EA needs an install base of like 20 million Active users LOL. I'm sure various VR devices will sell at least in the hundreds of thousands, possibly even many millions. I'm not saying sales will be ZERO. With enough marketing, almost any concept can sell to some extent - and I'm sure certain players will throw money at this hoping it will catch. There will be curious people/early adopters that will try it out. That doesn't mean EA, or any other large publisher, can justify creating content for it - or that it is a good area to invest in. Microsoft sold 24 Million (or more) Kinect - yet at the end of the day there was very few applications for gaming. It basically came, and went without making so much as a whimper for gaming. 24 Million and it failed. Lots of 3D TV's sold too, but 3DTV also is considered a failure at this point (to the point where several manufacturers removed 3D as a function from their new sets).
Well, in a couple of years, we will revisit the topic no doubt. So many people are ready to stick a fork in a steak that is still cooking. I just find it all very funny. The potential for VR is huge, and people bringing the VirtualBoy in on the conversation are being naive. The tech is far more mature, now. Heck, imaging technology itself is far more mature as well.
In an age where smart phones are starting to have 4k screens. Can we truly rule out virtual reality being unable to deliver a compelling user experience? For everyone who ever watched Tron or Star Trek: TNG and thought that gaming and entertainment could be something you could literally be right inside of, it either happens now or it never ever will. Personally, I'd like to think that the fundamental paradigm of parking your ass in front of a TV with a controller in hand is not the be-all and end-all of gaming. We'll be in the 1970's forever.

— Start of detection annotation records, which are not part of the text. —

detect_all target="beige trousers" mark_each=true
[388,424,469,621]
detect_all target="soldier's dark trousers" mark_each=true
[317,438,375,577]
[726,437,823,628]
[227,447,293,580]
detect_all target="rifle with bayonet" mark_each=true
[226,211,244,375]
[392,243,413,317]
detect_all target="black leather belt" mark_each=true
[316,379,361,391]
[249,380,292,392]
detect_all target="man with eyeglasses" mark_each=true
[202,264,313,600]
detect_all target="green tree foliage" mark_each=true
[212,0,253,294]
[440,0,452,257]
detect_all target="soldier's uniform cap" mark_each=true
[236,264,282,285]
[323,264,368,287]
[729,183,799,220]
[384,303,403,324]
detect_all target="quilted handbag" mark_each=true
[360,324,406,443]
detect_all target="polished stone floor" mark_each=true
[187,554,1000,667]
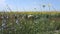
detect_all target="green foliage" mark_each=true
[0,14,60,34]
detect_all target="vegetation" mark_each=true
[0,12,60,34]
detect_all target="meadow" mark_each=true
[0,12,60,34]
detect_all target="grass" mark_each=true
[0,12,60,34]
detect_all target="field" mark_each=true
[0,12,60,34]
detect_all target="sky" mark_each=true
[0,0,60,11]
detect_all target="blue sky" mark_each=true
[0,0,60,11]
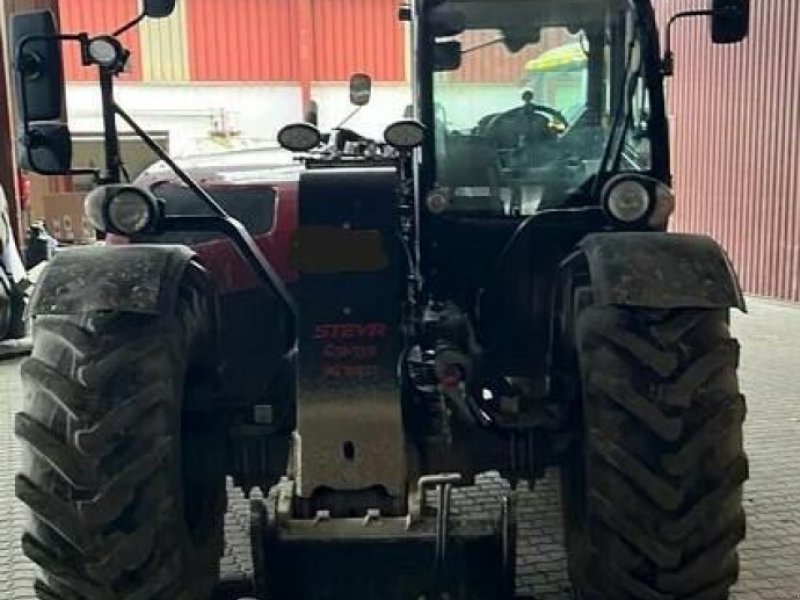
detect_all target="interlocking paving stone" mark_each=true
[0,299,800,600]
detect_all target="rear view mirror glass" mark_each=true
[11,10,64,122]
[144,0,175,19]
[428,6,467,37]
[19,123,72,175]
[350,73,372,106]
[433,42,461,71]
[711,0,750,44]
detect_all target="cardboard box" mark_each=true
[42,193,96,244]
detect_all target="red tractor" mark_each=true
[12,0,749,600]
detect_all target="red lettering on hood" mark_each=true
[314,323,389,341]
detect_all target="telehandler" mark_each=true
[12,0,749,600]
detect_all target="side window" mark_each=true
[625,77,652,171]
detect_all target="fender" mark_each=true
[28,244,195,317]
[578,232,747,312]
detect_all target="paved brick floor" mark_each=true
[0,300,800,600]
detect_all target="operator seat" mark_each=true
[439,133,505,215]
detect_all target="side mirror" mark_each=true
[11,10,64,123]
[433,41,461,71]
[144,0,175,19]
[428,6,467,37]
[711,0,750,44]
[19,123,72,175]
[350,73,372,106]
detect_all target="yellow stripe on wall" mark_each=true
[141,0,189,81]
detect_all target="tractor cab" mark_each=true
[416,0,669,218]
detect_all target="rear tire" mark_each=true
[16,265,226,600]
[562,306,748,600]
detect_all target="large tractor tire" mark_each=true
[16,265,226,600]
[562,305,748,600]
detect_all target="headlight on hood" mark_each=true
[84,184,161,236]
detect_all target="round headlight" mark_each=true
[425,189,450,215]
[605,178,652,224]
[108,190,152,234]
[88,37,120,67]
[278,123,322,152]
[84,185,158,236]
[383,119,425,150]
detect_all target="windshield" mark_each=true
[433,0,650,215]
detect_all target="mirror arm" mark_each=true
[111,13,147,37]
[661,9,715,77]
[100,67,122,184]
[16,33,100,180]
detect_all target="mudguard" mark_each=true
[28,244,194,317]
[579,232,747,312]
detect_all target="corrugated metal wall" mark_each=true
[140,0,189,82]
[60,0,406,82]
[187,0,299,81]
[448,29,569,83]
[658,0,800,301]
[310,0,405,81]
[59,0,142,81]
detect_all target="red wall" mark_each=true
[187,0,299,81]
[312,0,405,81]
[658,0,800,301]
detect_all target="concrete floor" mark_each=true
[0,299,800,600]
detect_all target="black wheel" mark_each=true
[562,305,748,600]
[16,265,226,600]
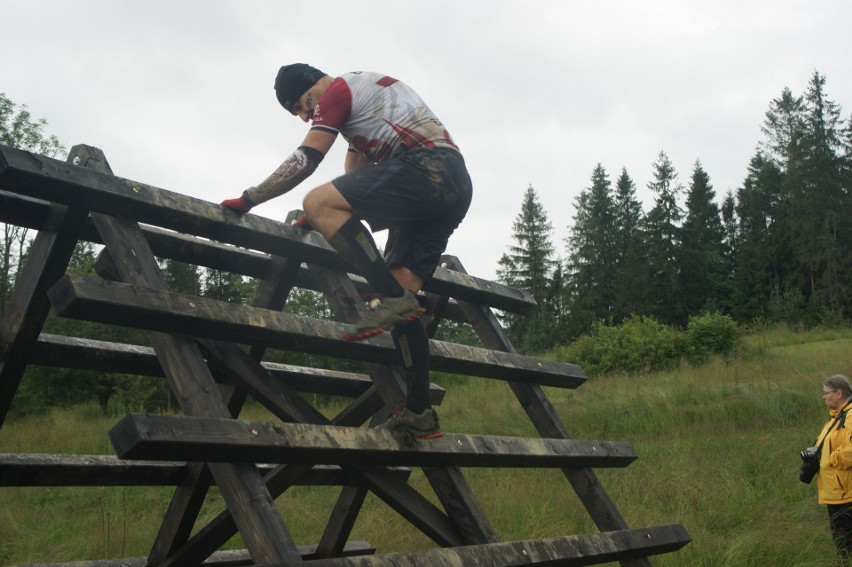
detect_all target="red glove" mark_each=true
[293,215,314,230]
[220,191,254,215]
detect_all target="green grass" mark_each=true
[0,329,852,567]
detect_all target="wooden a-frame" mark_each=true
[0,141,690,566]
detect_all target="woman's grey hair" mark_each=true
[823,374,852,398]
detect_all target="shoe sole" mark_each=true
[414,431,444,441]
[340,308,426,343]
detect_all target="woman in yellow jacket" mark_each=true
[816,374,852,565]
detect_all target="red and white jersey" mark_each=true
[311,72,458,163]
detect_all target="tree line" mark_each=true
[498,72,852,352]
[0,72,852,411]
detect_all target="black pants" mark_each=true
[828,503,852,565]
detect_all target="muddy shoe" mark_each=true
[342,291,426,341]
[377,408,444,439]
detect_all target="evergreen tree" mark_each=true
[202,269,249,303]
[162,259,201,295]
[719,190,738,270]
[763,73,852,321]
[642,152,687,325]
[612,168,650,324]
[792,72,852,317]
[679,160,727,315]
[568,164,617,335]
[497,185,557,352]
[0,93,65,316]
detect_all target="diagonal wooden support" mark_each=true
[85,214,301,565]
[302,262,497,552]
[148,253,299,566]
[43,275,586,388]
[0,205,88,426]
[109,414,636,468]
[443,256,664,567]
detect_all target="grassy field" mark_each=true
[0,330,852,567]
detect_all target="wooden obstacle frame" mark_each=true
[0,145,690,567]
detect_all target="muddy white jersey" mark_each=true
[311,72,458,163]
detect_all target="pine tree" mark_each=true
[679,160,727,315]
[612,168,650,324]
[163,260,201,295]
[730,151,790,322]
[568,164,617,335]
[0,93,65,316]
[642,152,687,325]
[497,185,558,352]
[793,72,852,316]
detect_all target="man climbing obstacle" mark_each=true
[222,63,473,439]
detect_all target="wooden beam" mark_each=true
[0,205,88,427]
[0,453,411,486]
[311,525,692,567]
[109,414,636,468]
[50,275,586,388]
[442,256,664,567]
[14,540,376,567]
[27,333,446,405]
[0,144,535,312]
[85,207,302,565]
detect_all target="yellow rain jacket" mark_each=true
[816,406,852,504]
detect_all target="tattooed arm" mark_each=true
[238,130,337,207]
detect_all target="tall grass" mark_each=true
[0,330,852,567]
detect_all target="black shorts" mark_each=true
[332,148,473,280]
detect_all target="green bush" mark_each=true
[555,315,685,374]
[686,313,742,365]
[553,313,741,375]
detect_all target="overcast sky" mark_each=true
[0,0,852,278]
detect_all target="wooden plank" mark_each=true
[19,540,376,567]
[50,275,586,388]
[0,145,535,312]
[442,256,664,567]
[27,333,446,405]
[109,414,636,468]
[302,262,498,551]
[302,525,692,567]
[0,205,88,427]
[0,453,411,487]
[86,211,301,565]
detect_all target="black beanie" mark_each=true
[275,63,325,114]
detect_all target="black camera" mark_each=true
[799,447,820,484]
[799,447,819,461]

I believe immersion will come in the from of glasses free 3D TV and more immersive audio (Atmos, DTS:X). I think 3D will make (another) comeback in the home when 3D is glasses free (and I'm not talking about a 3DS screen, I mean a 80" glasses free 4K or better TV). I've seen it, and it's awesome.
I do know that if people complained about wearing 3D glasses, they won't be buying 100x bulkier VR headsets. Strapping a headset on is not being "inside" of an environment like a holodeck. Unless you are going to numb your body, you cant escape the fact that you aren't actually inside of an environment, but are simply viewing it through bulky headgear. Can you imagine a family of 4 sitting in a living room each wearing their own VR headset to watch a move? Or even two kids using them to play games? I can't, it seems absurd to me that anyone sees this as a possibility.
Star Trek holodeck world is likely impossible (laws of physics and all) - or at least it's not even on our technological radar. MS hololense, I'm quite sure, will end up not proving fruitful to gaming - except perhaps super simple games (a holographic chess game, or holographic tetris style game, or as a companion app). But that cannot possibly support a marketable product.
VR I think could be great for stuff like precision surgery and other science/medical applications - I just dont' see it having a great future for gaming or entertainment. In the home, it will be a short term gimmick IMO - we are probably 20+ more years down the road before it could be anything else.